И Куприн обнял Пильского и Заикина.
Все захохотали так, что вахтенный матрос и пассажиры, поднимавшиеся уже по трапу, испуганно посмотрели вниз на развеселую компанию.
Франтик, Ярославцев, Риго, Заикин и Диабели от души хохотали над фантастической картиной, нарисованной Куприным.
И только Пильский раздраженно вывернулся из-под руки Куприна и закричал:
– Что вы смеетесь?! Как вы не понимаете, что это более чем трагично! Неужели вам хотелось бы жить в этом ужасном мире будущего?! В мире машин, горячечной торопливости, нервного зуда, вечного напряжении ума, воли, души?! А вы подумали, что этот ваш будущий мир принесет с собой повальное безумие, всеобщий дикий бунт или, что еще хуже, преждевременную дряхлость, усталость и расслабление?
– Ну зачем же так мрачно, Петя? – усмехнулся Куприн. – Вон ты даже Ваню испугал. – Он показал на присмиревшего Заикина.
– Нет, – сказал серьезно Заикин. – Я не испугался. Я подумал, что к тому времени, вот про которое Сашенька говорил, может, и люди переменятся? Может, в них чего-нибудь такое выработается новое, в голове или в душе, что они смогут спокойно обращаться со всеми этими будущими штуками, и тогда жизнь для них для всех станет удобной, красивой, легкой! А, Ляксантра Иваныч? Или я чего напутал?
– Ай да Ванечка! – воскликнул Саша Диабели.
– От это да! От это я понимаю! От это человек! – восхищенно сказал франтик.
– Ну вас к черту! – обозлился Пильский. – В вас бурлит какой-то отвратительный животный оптимизм! Это после всего!
– О! – сказал вдруг Риго. – Оптимизм – се тре бьен...
– Правильно, Шура! – крикнул франтик. – Жуткое дело! Сейчас бы еще шампанского!
– Будет тебе... Нашампанился, – недовольно заметил Заикин.
Но Куприн подмигнул франтику и сделал успокаивающий жест – дескать, «все будет в порядке».
И в это время пароход дал густой протяжный гудок.
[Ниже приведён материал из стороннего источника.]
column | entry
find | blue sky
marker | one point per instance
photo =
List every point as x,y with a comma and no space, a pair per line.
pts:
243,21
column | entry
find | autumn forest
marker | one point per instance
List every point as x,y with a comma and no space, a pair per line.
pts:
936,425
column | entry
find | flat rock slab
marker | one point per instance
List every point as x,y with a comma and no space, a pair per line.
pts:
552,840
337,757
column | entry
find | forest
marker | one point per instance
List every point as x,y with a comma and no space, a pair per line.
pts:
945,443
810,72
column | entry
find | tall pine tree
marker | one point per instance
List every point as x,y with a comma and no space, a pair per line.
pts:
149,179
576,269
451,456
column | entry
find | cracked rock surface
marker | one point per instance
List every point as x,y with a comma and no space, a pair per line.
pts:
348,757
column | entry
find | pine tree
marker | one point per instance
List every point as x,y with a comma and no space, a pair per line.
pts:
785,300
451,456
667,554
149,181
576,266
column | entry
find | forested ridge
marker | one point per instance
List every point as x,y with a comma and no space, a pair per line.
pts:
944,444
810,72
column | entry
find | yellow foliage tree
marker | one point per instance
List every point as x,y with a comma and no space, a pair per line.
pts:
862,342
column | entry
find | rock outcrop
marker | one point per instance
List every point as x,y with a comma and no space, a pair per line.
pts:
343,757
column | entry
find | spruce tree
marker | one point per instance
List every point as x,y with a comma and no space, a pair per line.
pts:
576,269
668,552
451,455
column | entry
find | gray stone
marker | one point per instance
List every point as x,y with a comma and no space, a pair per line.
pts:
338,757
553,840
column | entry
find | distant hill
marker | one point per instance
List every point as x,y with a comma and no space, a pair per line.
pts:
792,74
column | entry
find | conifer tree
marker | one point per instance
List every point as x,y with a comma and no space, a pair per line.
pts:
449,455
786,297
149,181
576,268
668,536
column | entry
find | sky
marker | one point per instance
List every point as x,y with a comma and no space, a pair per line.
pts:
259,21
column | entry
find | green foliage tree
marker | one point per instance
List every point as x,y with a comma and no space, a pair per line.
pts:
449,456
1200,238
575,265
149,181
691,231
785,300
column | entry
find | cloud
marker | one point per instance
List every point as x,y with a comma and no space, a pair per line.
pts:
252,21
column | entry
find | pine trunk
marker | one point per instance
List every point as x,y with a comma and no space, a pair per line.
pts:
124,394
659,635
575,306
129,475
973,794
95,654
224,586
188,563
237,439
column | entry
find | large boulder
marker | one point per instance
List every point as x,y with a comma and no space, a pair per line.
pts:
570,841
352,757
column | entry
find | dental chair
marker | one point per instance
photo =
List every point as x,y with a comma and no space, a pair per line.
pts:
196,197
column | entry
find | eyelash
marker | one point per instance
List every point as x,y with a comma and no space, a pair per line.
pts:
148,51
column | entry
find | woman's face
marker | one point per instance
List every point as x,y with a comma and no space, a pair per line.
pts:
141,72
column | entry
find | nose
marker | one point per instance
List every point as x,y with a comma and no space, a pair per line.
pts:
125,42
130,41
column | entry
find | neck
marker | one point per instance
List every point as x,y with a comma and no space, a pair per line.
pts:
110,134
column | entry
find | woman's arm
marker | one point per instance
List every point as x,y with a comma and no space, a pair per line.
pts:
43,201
Все, как по команде, повернулись к Риго.
Он стоял с полными слез глазами, улыбался и уже держал в руках портплед и чемодан с балалайкой.
– Мне было очень хорошо, – сказал Шарль Риго. – Я буду много рассказывать в старости... И наверное, умру от болтовни.
– Шура! – Голос Заикина дрогнул. Он облапил Риго, поднял его вместе с чемоданом и портпледом и трижды поцеловал. – Спасибо тебе!
И тогда все стали прощаться с Риго, потому что вахтенный матрос у пассажирского трапа уже что то кричал по-французски и был очень недоволен тем, что Риго еще не на пароходе.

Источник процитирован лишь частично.